Percival Puggina
O alerta à margem da ferrovia é, também, recomendação para a vida numa sociedade política. Vivemos bombardeados pela informação, pela desinformação e pela contrainformação. A vida nos ensinou quanto é enganoso o território da política, onde há pouca vida ativa além das aparências, encenações, narrativas e mentiras mais deslavadas com vistas ao poder. O que muitos políticos fazem por conta própria em desfavor da sociedade supera de longe o que sobre eles é dito em fake news.
Anteontem, 28 de maio, o Congresso Nacional manteve o veto do ex-presidente Bolsonaro à tipificação de crimes contra o Estado Democrático de Direito, entre eles a criminalização das fake news nas eleições.
Reflita sobre os seguintes problemas reais da política e da democracia à brasileira:
- instituições onerosas e não funcionais;
- presidencialismo, em que o governo se vende aos partidos e, mesmo assim, precisa comprar votos pessoais dos parlamentares a cada deliberação no parlamento, desonrando os dois poderes;
- eleições de parlamentares pelo sistema proporcional, distanciando representantes de representados;
- fabuloso financiamento de partidos e campanhas eleitorais;
- sistema de apuração confidencial;
- intenso protagonismo político de um poder sem voto (STF/TSE);
- ameaças e ações contra a liberdade de expressão nas redes sociais, restringindo a propagação das opiniões e o acesso a elas.

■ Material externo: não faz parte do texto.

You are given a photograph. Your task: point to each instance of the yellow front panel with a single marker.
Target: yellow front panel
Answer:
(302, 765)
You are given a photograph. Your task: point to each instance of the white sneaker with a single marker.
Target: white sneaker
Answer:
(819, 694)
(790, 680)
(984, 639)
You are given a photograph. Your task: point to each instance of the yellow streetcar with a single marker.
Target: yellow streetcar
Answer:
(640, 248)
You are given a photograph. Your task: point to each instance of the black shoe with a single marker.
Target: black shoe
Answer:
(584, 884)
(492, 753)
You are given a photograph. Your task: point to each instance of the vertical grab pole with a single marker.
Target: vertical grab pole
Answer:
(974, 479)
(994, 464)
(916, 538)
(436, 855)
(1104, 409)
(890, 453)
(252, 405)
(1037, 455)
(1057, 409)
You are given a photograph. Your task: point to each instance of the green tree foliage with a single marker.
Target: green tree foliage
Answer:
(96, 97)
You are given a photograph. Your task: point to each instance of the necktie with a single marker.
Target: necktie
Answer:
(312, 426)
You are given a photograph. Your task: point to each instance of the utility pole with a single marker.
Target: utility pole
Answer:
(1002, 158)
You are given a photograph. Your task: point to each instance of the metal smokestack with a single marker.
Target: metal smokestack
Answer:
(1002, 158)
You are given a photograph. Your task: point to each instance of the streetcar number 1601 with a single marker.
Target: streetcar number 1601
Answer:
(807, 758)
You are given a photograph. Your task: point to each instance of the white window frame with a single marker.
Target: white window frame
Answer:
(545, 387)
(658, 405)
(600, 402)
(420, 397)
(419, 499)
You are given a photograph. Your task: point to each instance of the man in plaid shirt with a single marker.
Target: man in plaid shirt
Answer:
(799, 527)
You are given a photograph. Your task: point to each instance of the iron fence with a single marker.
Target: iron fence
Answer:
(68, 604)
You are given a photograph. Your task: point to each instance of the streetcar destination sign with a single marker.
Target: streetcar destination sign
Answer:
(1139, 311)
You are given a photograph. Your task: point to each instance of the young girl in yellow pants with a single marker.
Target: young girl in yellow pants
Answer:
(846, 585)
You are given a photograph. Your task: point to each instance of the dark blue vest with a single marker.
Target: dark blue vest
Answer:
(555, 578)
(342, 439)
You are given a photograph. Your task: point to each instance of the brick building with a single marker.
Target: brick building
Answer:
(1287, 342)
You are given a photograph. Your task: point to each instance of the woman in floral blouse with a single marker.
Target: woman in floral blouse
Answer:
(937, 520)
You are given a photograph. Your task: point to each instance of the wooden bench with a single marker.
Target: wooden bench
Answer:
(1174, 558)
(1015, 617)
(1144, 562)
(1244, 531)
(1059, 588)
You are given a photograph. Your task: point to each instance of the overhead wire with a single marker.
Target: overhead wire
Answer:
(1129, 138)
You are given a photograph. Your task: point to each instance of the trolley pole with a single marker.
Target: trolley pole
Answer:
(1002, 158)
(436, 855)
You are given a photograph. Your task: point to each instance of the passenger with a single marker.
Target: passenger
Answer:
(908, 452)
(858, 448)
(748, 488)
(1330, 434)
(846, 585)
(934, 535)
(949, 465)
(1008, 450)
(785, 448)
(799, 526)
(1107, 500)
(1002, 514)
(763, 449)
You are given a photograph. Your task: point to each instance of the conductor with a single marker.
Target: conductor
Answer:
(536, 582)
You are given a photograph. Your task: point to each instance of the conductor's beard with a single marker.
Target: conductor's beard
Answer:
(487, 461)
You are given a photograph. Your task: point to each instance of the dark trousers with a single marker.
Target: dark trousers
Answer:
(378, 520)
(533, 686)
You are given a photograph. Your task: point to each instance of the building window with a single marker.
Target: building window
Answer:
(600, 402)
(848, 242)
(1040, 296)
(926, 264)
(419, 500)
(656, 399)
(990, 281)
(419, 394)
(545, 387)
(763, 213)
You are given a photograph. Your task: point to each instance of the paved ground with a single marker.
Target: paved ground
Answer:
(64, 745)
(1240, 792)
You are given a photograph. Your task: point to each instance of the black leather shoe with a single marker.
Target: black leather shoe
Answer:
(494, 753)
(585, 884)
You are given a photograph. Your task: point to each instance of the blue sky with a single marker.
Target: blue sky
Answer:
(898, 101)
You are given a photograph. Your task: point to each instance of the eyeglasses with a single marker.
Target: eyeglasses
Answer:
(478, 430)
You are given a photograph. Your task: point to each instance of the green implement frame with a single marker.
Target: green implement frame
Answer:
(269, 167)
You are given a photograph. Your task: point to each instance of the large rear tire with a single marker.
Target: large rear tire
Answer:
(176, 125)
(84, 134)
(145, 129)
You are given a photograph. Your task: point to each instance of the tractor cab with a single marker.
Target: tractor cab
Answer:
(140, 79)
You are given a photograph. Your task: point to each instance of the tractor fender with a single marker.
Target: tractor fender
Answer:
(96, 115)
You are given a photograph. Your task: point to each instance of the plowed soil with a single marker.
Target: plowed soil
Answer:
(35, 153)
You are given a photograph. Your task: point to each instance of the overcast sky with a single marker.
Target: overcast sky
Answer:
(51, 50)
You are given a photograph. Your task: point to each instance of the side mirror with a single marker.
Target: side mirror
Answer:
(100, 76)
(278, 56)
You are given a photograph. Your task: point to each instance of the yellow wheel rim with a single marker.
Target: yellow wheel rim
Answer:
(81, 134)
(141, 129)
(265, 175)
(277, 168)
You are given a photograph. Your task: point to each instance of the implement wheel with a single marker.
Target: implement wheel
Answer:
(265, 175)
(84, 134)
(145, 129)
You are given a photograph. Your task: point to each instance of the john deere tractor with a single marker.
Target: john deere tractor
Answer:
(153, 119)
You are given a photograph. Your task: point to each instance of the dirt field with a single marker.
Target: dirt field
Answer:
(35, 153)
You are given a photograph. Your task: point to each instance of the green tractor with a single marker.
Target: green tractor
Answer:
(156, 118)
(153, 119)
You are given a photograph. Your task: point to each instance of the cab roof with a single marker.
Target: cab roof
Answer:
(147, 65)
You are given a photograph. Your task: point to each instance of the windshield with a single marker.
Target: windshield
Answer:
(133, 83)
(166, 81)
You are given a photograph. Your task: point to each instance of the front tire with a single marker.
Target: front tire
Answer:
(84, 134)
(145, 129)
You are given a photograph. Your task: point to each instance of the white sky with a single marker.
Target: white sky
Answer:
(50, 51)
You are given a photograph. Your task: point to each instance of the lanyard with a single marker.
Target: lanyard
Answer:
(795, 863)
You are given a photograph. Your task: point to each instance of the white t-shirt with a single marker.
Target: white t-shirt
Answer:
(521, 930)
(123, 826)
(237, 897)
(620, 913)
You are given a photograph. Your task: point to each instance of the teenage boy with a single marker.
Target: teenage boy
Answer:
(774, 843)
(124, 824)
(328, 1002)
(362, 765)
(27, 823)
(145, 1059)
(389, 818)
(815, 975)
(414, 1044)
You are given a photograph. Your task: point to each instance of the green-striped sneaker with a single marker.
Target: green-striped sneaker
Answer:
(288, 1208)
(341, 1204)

Pare, olhe, escute. E pense! Nosso país tem, sim, gravíssimos problemas que afetam a democracia e provocam consequências políticas, sociais e econômicas. Dentre esses, dos quais não se fala para que não se deem mal os que com isso se dão bem, as notícias falsas são um problema menor! Por que geram tanta celeuma? Fica evidente que o empenho em as combater é engano ou ilusão. O que sai ferido é a liberdade de expressão! Basta observar quem mais se empenha contra elas aqui, no mundo livre e onde a liberdade já foi perdida.
Não faz sentido caçar borboletas e poupar os gafanhotos. Como explicar que, de repente, as tais fake news sejam o assunto de que mais se fala e as redes sociais tratadas como vilãs da política nacional, a atrapalhar os democráticos ditames emanados do Olimpo brasiliense? Será por acaso que essa obsessão iniciou com a propagação das ideias conservadoras e liberais através das redes sociais? “A liberdade de expressão não é um direito absoluto”, repetem à exaustão, até que não seja direito algum.
As “narrativas correm soltas! Sobre essas mentiras estruturadas, de amplo espectro, quanto papel já gastei escrevendo! De seu uso e abuso, montadas em laboratório, o atual presidente é protagonista, propagandista e mestre internacional!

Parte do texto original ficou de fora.